Обгладывая гласные с согласными,
Как людоед на миссионерской вечеринке,
Где угощают звуками английскими.
Слова – твой хлеб насущный, а слоги —
дрожжи!
Ты заново их изобрел пока бежал от
полицейских.
Я видел в детстве, как ты облапошиваешь простофиль, как понатыкал ты картофелечистки на углу пожарного депо в Альтабеке, штат Висконсин, и в Панксато́ни.
Ты в раннем возрасте учил меня, что жизнь – это чаша с вишнями, суровая дева-библиотекарша с топорным личиком либо невеста – капкан медвежий у тебя в постели поутру, и с подбородком-колуном и с шеей игуаны.
Так что все это ты топил в бочонке с огненной водой. Что в том преступного? Мне трудно быть судьею твоей жизни.
Нет у меня ни злых твоих детей, ни женушки, что пилит ежечасно.
Рассказывают, будто начинал ты бродячим
акробатом,
Жонглируя сигарными коробками в компании
бандитов и убийц из Южной Пеории,
Что ты сбежал от папочки, который синяками
награждал тебя, как орденами
За добрый нрав и радостный настрой.
И ты подумал: раз доброте навешивают этакие
эполеты,
Так надо к черту их сорвать. Что ты и сделал. И сбежал!
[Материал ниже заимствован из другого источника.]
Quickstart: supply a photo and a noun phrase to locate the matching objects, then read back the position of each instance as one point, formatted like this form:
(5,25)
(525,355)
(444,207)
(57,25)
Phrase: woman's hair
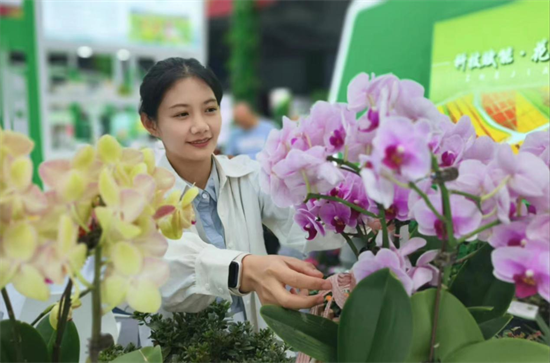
(162,76)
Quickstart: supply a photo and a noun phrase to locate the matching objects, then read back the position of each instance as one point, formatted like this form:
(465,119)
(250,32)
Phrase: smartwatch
(235,272)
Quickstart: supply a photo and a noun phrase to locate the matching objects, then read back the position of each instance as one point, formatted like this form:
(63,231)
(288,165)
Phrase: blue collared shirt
(209,224)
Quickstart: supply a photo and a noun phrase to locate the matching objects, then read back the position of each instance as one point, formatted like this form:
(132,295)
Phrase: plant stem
(480,229)
(63,314)
(340,200)
(96,308)
(343,162)
(351,244)
(382,218)
(427,200)
(14,325)
(42,314)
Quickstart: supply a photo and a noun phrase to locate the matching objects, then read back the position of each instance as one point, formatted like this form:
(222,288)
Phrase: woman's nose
(199,125)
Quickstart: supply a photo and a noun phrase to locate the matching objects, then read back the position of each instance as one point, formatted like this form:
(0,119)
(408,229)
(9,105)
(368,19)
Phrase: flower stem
(382,218)
(475,198)
(495,191)
(479,230)
(351,244)
(64,308)
(14,325)
(96,308)
(427,200)
(343,162)
(340,200)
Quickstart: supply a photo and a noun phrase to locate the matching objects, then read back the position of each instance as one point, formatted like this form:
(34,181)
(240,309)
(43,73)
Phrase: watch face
(233,279)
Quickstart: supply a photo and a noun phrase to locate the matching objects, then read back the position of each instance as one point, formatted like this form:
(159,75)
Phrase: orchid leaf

И вот я вижу: ты летишь вдогонку
автопокрышкам, скачущим под горку,
В тисках безумного смертельного потока,
Через всю мою жизнь, попыхивая мятной
сигаретой —
Дух изо рта такой, что перебьет и освежитель рта.
Закладывая виражи, гоняясь за чертовой
покрышкой вдоль железнодорожного полотна
Потаватоми,
В ответ ты огрызался, а не хныкал, и не глядел
назад.
А был ли ты счастливым, мистер Филдз?
Была ли у тебя отдушина, чтоб отдышаться от
мрачных ведьм и бешеных хрычовок,
Все сокрушающих в супружеском неистовстве?
Имел ли ты надежное пристанище, где можно
было б алкоголем раны излечить?
Имел ли ты убежище, где б обитали грешники и
ром?
Где ты бы мог часами парить ноги и нежиться на
солнышке?
Неужто ты терпел за поражением поражение,
Билл?
Иль все же удалось тебе выиграть обшарпанный
Грошовый приз из гипса, зовущийся «Черт
побери!»?[41]
Нашлась хотя бы женщина одна, желанная,
Чтоб всем на свете стала для тебя?
Не осуждавшая тебя, когда ты падал,
А помогавшая тебе подняться?
Да ладно, чего уж там…
Немало лет прошло с тех пор, как ты топтал
растресканные тротуары нашей жизни, изрыгая
пламя.
Твоя высокомерная, но добрая душа маячит привидением на экранах наших, когда реальный мир, отгородившись, спит, а ты фиглярствуешь, язвишь в компании малыша Лероя[42]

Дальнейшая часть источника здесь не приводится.